Tuininga Y S, van Veldhuisen D J, Crijns H J, van den Broek S A, Brouwer J, Haaksma J, Man in 't Veld A J, Lie K I
Department of Cardiology, University Hospital Groningen, Dijkzicht, The Netherlands.
J Cardiovasc Pharmacol. 1995 Jan;25(1):81-6. doi: 10.1097/00005344-199501000-00013.

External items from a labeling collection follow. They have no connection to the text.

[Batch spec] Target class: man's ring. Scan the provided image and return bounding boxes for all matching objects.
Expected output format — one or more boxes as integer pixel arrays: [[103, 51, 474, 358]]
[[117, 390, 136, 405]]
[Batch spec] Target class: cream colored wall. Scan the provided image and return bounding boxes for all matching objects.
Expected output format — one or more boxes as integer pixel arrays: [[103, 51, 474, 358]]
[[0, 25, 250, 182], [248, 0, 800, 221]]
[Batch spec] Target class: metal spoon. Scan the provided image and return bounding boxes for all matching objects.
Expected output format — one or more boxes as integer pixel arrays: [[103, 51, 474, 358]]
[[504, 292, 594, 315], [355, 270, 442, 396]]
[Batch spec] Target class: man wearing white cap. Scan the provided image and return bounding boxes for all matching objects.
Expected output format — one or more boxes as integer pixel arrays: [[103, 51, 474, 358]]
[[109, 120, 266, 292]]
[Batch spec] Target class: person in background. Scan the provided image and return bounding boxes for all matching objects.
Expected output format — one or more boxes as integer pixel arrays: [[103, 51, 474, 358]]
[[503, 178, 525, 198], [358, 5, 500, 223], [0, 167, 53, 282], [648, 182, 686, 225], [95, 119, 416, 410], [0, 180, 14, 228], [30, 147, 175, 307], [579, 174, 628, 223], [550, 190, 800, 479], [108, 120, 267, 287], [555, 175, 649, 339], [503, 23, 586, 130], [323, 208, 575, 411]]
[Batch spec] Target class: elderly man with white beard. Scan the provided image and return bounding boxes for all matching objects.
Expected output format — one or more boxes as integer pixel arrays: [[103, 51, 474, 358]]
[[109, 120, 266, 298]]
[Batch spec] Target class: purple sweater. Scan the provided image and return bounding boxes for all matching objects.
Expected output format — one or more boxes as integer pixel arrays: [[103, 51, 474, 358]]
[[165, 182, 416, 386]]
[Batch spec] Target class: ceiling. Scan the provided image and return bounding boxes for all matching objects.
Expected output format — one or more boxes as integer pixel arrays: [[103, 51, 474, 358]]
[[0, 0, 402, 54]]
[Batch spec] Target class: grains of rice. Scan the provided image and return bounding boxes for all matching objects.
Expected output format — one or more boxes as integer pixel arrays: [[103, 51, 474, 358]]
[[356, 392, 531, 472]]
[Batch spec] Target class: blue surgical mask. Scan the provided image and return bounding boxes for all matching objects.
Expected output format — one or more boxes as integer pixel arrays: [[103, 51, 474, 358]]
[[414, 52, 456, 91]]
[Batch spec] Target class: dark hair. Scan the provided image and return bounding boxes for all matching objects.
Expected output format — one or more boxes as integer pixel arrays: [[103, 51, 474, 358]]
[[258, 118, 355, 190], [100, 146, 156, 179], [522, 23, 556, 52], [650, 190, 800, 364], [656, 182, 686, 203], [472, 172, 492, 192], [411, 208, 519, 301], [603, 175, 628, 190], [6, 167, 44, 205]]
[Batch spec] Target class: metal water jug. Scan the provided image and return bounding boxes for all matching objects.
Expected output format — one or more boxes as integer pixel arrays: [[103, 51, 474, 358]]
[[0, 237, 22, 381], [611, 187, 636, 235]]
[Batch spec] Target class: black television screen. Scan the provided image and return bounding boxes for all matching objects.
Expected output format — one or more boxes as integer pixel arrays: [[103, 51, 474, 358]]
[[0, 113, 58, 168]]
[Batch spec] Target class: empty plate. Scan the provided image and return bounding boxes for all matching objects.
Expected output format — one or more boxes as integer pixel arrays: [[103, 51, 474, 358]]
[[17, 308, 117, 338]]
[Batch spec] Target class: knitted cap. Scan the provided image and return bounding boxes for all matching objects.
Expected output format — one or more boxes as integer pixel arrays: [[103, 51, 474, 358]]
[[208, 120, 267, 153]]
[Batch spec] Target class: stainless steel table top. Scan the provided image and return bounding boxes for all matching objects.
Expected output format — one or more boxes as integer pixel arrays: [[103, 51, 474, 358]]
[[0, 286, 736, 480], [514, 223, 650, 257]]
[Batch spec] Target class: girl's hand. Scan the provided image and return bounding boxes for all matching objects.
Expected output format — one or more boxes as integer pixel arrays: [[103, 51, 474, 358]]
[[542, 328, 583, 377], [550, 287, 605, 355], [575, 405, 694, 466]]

Ventricular arrhythmias and disturbed autonomic control, as reflected by abnormal heart rate variability (HRV), are related to hemodynamic impairment in chronic heart failure (CHF). We investigated the effects of orally (p.o.) administered isomazole, a new phosphodiesterase (PDE) inhibitor with calcium-sensitizing properties, on hemodynamics, ventricular arrhythmias, and HRV and examined a possible interaction between these parameters. Hemodynamic measurements and ambulatory ECG monitoring were performed in 12 patients with stable CHF class III-IV after single doses of isomazole 5-30 mg. Pulmonary wedge pressure decreased after 5, 10, 20, and 30 mg, but cardiac output, (CO) increased only after the higher doses [20 mg, + 20% (p = 0.031)] of isomazole. HR did not change. Mean arterial and pulmonary artery pressure, (MAP, PAP) decreased significantly in the 10- and 20-mg groups [10 mg, -6% (p = 0.035) and -14% (p < 0.001) respectively; 20 mg, -13% (p = 0.047) and -31% (p = 0.006), respectively]. Isomazole did not exert a significant effect on ventricular arrhythmias in the subsequent 24 h after acute dosing. Analysis of HRV showed that rMSSD and pNN50 (parameters of vagal tone) tended to increase after isomazole administration. Normalized high-frequency power during the day increased from 17.4 to 22.3 nu (p < 0.05), whereas low frequency tended to decrease from 52.7 to 48.2 nu (p = 0.06). Acute isomazole administration improves hemodynamics but has no effect on ventricular arrhythmias. The HRV variability data suggest development of an increase in vagal control of HR, parallel to the acute hemodynamic improvement after isomazole. Withdrawal of vagal control of HR in CHF may be a reversible process.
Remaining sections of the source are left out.